By the late afternoon, finally the mainsail was set. GOLDING and THOMSON are seeing Ecover start to show what she is capable under triple reefed mainsail and staysail under the truncated, shortened rig.
It has been a long and, at times, difficult task to recover the two pieces which had broken off the carbon mast, cutting and unattaching some of the standing rigging, and lowering it to the deck.
'Well we are finally sailing again,' confirmed GOLDING this afternoon, 'We are on the move. It turned out to be a long job because the rig broke and did not break away and so everything was still attached, and it was a long way up in the air, the broken bits were a long way up in the air, and so a lot of it was working aloft, and then it all had to be lowered down so that and it is all lashed down, so we did not make a hole in the deck or anything stupid to add to our problems.

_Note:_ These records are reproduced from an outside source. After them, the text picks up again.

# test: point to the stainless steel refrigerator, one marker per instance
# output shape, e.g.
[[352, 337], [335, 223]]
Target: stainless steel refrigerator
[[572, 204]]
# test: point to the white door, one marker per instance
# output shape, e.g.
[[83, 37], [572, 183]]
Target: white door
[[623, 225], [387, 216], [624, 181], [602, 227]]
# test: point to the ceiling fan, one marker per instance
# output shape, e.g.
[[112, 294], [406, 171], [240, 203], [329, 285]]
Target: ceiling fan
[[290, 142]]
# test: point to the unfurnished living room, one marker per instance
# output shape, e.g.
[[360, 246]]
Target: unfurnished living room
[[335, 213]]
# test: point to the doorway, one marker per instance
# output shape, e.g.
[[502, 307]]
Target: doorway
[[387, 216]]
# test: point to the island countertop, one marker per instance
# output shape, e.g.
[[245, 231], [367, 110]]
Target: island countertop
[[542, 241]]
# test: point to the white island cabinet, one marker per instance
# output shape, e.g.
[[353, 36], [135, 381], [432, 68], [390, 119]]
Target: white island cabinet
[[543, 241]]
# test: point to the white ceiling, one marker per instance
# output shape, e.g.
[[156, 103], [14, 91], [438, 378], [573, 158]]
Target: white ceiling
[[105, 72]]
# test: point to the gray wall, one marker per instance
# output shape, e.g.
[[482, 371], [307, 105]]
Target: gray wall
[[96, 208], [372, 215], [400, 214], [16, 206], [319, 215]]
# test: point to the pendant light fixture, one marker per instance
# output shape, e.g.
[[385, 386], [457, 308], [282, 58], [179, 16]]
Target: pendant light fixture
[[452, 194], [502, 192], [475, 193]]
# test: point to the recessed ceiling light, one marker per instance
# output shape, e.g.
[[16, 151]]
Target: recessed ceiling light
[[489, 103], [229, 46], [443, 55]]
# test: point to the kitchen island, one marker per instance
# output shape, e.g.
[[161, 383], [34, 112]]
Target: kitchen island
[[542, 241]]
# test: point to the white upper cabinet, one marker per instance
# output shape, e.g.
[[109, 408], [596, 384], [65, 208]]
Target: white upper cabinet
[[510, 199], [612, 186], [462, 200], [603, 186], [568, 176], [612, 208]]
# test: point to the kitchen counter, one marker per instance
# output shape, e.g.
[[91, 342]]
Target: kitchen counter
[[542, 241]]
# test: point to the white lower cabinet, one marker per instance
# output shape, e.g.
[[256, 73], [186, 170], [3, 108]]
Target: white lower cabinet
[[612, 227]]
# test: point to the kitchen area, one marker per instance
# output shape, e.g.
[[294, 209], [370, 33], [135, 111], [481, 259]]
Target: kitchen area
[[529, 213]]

'It is all down, the rig is lashed down, and we have basically just got sailing. We are going upwind now about 8.5- 9 knots. We are just slowly building it up to see what it can take. I think the rig is alright. We have about 25 knots of wind so it is probably quite efficient. Remember we have not much windage aloft. So it could be quite efficient.
'So we are off, and sailing northwest now. We have only just finished, and haven't even had a cup of tea yet.'
The first leg of the VELUX 5 OCEANS started on 22 October from Bilbao, Spain. Six international skippers crossed the start line in the Bay of Biscay bound for Fremantle, Western Australia. The leg is expected to take approximately six weeks with the first boat arriving in Australia around the first week in December.
The VELUX 5 OCEANS is the longest race for any individual in any sport. Over the first few days, the fleet will make their way along the northern coast of Spain to Cape Finistère where they will turn south towards the Southern Ocean. However, all of the skippers know that this race is a marathon and not a sprint. During the 30,000 miles sailed in the VELUX 5 OCEANS race, the yachts will encounter some of the most extreme sea and weather conditions on the planet.